Commendably, Finland has taken on two controversial issues from which some states have shied away. The first is whether there is an international law rule requiring respect for the sovereignty of other states. In 2018, the United Kingdom opined that no such rule existed. Not only was the assertion counter-normative, but it caused  concern in other states, for it would deprive them of the ability to condemn hostile cyber operations as internationally wrongful on the basis of a sovereignty violation. A number of them, including close allies of the United Kingdom (e.g., France, Netherlands) quickly issued statements affirming a rule of sovereignty, as did NATO (with the UK reserving) in its cyber doctrine. The February OEWG proceedings (here and here) also saw states endorse the rule of sovereignty (e.g., Austria, Czech Republic, Switzerland). Indeed, to date, no other state has unambiguously supported the British position; even the United States has avoided doing so.

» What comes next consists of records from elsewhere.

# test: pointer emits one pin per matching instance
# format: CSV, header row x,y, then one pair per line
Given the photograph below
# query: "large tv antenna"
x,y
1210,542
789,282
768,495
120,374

Finland is now firmly in the “sovereignty as a rule” camp.

Finland sees sovereignty as a primary rule of international law, a breach of which amounts to an internationally wrongful act and triggers State responsibility. This rule is fully applicable in cyberspace. Whether an unauthorized cyber intrusion violates the target State’s sovereignty depends on its nature and consequences and is subject to a case-by-case assessment.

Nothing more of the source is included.